Intriguing plagiarism case developing…

…in South Africa. There’s nowhere near enough information available to decide on the legitimacy of the charge, but here’s the story so far:


'Two publishers are considering legal action against the poet who has accused Antjie Krog of plagiarism and the award-winning poet and writer is to seek a right to reply in a coming edition of the journal that carried the claims.

In a scathing article in the latest issue of a local literary journal, New Contrast, Stephen Watson, head of Cape Town University's English department, accused Krog of "lifting the entire conception" of her 2004 book on Bushmen poetry, published by Kwela, from an anthology he published in 1991.

Krog's the stars say 'tsau' and Watson's Return of the Moon: Versions of the /Xam are based on the translations of /Xam Bushmen poetry by 19th-century linguists Lucy Lloyd and Wilhelm Bleek.


Watson also claimed some paragraphs on the concept of myth in Krog's award-winning book Country of My Skull , published by Random House in 1998, had been plagiarised from British Poet Laureate Ted Hughes's essay Myth and Education.

Eve Gray, the publishers' adviser on copyright and publishing law, said Kwela and Random House had sought legal advice.

"I can't say whether they'll sue, but they... are tentatively considering taking action," she said.

On Sunday, Krog said that the suggestion of plagiarism was absurd.

She had not seen or read Hughes's piece before writing Country of My Skull, she said.

Also, Hughes had referred to the Greek and Christian influences on the Western mind, while she had referred to the apartheid indoctrination that led to the black man's being perceived as a "k....r", enabling the white man to kill what was considered non-human.

Watson maintained these paragraphs by "lazy" Krog had placed her in the ranks of plagiarists with Darrel-Bristow Bovey and Pamela Jooste.

Random House's managing director, Stephen Johnson, said Watson's claims had been examined and rejected.

"We cannot tell whether he is confused or deliberately disingenuous," he said.

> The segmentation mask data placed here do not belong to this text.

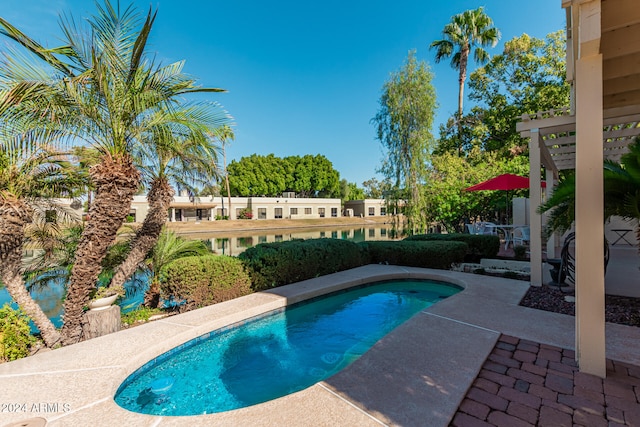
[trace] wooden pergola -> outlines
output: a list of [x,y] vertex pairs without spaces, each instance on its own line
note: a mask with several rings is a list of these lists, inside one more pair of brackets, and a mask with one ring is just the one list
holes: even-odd
[[[542,283],[541,171],[550,183],[575,169],[576,359],[580,371],[605,377],[603,161],[619,160],[640,135],[640,4],[561,2],[571,107],[523,116],[517,126],[530,149],[531,282]],[[554,246],[547,242],[549,256]]]

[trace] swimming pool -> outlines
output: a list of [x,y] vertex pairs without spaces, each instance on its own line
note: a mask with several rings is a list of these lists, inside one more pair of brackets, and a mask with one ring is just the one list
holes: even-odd
[[155,415],[238,409],[344,369],[417,312],[461,289],[430,280],[372,283],[189,341],[130,375],[118,405]]

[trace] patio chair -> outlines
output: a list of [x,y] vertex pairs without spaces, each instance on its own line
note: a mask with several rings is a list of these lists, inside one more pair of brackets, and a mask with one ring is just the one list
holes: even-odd
[[479,234],[490,234],[495,236],[498,234],[498,229],[493,222],[483,222],[481,223],[482,229]]
[[528,245],[529,241],[529,227],[516,227],[513,229],[513,236],[511,237],[511,241],[513,245]]

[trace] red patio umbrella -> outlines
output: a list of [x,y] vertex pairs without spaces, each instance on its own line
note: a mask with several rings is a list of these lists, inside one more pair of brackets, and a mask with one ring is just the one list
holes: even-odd
[[[545,188],[547,184],[542,181],[540,183],[542,188]],[[520,188],[529,188],[529,178],[526,176],[513,175],[505,173],[498,175],[495,178],[488,179],[480,184],[472,185],[465,188],[465,191],[480,191],[480,190],[518,190]]]
[[[541,181],[540,186],[545,188],[546,182]],[[526,176],[513,175],[505,173],[495,178],[488,179],[479,184],[467,187],[465,191],[481,191],[481,190],[506,190],[507,191],[507,222],[509,222],[509,190],[518,190],[521,188],[529,188],[529,178]]]

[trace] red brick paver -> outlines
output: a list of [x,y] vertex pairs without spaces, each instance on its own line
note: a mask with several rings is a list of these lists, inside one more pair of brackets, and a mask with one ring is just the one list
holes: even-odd
[[603,380],[574,356],[502,335],[450,426],[640,427],[640,367],[607,360]]

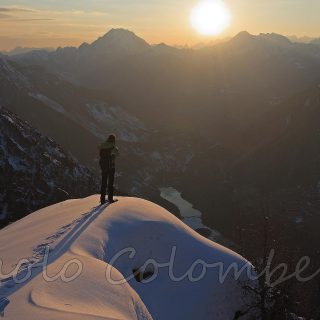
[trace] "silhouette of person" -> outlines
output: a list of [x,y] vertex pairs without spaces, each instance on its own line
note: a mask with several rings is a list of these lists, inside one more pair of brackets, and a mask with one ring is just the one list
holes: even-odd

"We are dismayed that this lapse should have provoked an altogether unreasonable, venomous and academically shallow diatribe in response."

In an equally strongly worded response, Krog described Watson's criticisms as "vituperative" and "libellous".

Her use of Bushmen folklore was comparable with "Walt Disney accusing one of plagiarism for making poems out of stories of the Brothers Grimm", she said. Poets like Eugene Marais, Jack Cope and Uys Krige, whose works she had read since childhood, had also made references to Bleek's work.

Replying to the accusation that JD Lewis-Williams's words were also lifted, she said: "What... can have caused Watson to overlook the explicit acknowledgment in the introduction as well as on the colophon page?"